No Brasil, a presença da nanotecnologia no campo ainda é pontual, observa Souza Corrêa. Ela aparece sobretudo em fertilizantes e formulações avançadas de defensivos que utilizam princípios de encapsulação. “Algumas soluções desenvolvidas em universidades e institutos de pesquisa estão em fases de validação agronômica, ambiental e econômica, e devem chegar ao mercado nos próximos anos”, afirma.

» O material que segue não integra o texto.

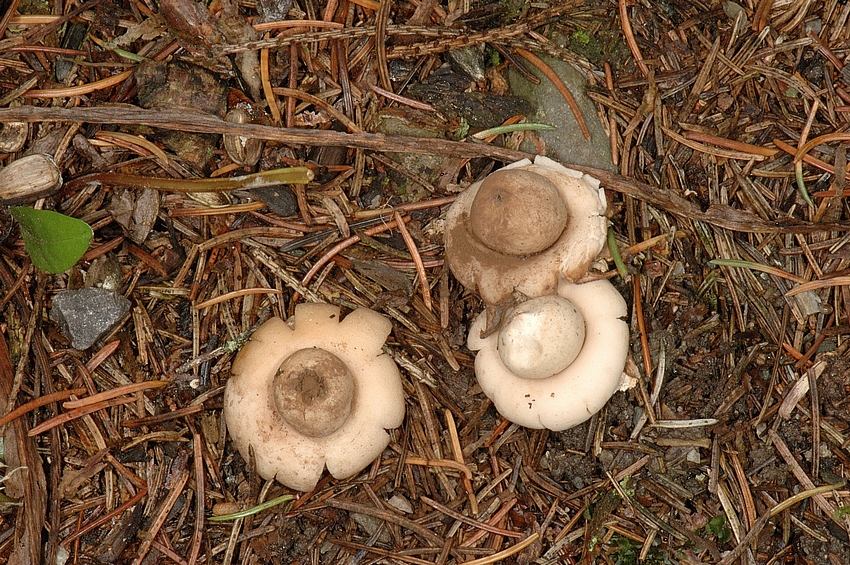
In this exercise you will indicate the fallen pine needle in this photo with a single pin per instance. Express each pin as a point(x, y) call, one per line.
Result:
point(113, 393)
point(513, 550)
point(236, 294)
point(559, 84)
point(38, 403)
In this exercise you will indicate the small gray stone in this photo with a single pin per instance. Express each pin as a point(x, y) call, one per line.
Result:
point(86, 314)
point(565, 144)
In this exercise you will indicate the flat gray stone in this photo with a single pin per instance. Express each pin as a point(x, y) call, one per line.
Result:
point(566, 144)
point(86, 314)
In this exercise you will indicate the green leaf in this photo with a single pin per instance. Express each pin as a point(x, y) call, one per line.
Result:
point(55, 242)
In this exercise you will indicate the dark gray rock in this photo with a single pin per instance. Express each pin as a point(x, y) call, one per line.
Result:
point(86, 314)
point(566, 144)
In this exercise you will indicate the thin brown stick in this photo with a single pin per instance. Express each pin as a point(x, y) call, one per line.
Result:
point(417, 260)
point(39, 402)
point(391, 517)
point(630, 37)
point(174, 493)
point(559, 84)
point(381, 19)
point(344, 244)
point(113, 393)
point(75, 414)
point(200, 497)
point(469, 521)
point(79, 90)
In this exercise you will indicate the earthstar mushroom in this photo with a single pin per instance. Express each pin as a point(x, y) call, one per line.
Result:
point(522, 226)
point(313, 393)
point(566, 372)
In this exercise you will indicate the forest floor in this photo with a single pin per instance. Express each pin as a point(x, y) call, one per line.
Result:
point(728, 126)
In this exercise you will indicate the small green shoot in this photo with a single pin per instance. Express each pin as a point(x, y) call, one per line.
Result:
point(253, 510)
point(801, 185)
point(718, 528)
point(55, 242)
point(498, 130)
point(615, 254)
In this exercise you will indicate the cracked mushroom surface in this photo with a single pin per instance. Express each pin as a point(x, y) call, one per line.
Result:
point(313, 393)
point(557, 359)
point(522, 226)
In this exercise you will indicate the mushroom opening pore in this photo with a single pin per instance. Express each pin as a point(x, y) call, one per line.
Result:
point(314, 391)
point(541, 337)
point(517, 212)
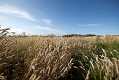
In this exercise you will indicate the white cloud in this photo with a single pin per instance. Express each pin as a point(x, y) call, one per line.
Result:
point(3, 18)
point(7, 9)
point(47, 21)
point(84, 25)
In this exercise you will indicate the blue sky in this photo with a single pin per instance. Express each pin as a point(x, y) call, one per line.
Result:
point(61, 16)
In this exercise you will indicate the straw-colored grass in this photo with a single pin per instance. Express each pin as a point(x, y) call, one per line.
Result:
point(43, 58)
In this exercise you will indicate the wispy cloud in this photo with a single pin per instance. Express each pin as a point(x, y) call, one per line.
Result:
point(47, 21)
point(3, 18)
point(87, 25)
point(45, 26)
point(8, 9)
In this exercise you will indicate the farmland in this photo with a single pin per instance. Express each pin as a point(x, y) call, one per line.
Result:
point(68, 58)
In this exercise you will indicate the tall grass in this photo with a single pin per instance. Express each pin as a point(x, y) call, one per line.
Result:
point(42, 58)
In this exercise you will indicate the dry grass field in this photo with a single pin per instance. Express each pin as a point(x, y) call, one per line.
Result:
point(73, 58)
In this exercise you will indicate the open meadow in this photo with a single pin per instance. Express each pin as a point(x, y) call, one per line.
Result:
point(59, 58)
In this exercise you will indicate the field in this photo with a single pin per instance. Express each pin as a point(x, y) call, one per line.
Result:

Daniel Corrêa, da Embrapa: “Os processos nanotecnológicos reduzem desperdícios”

A nova fronteira da nanotecnologia aplicada ao agro mira produtos como bioestimulantes nanoestruturados capazes de ativar defesas naturais das plantas; nanocarregadores para RNA interferente – alternativa aos defensivos convencionais –; sistemas de entrega dupla, que combinam nutriente e defensivo em uma única aplicação; e a expansão dessas tecnologias para o setor florestal e a restauração ecológica. Questionado se a nanotecnologia também pode ser acessada pelo produtor de pequeno porte, Souza Corrêa pondera que, a depender da tecnologia, pequenos agricultores já podem se beneficiar, especialmente em soluções de menor custo voltadas à redução de insumos e ao aumento de produtividade.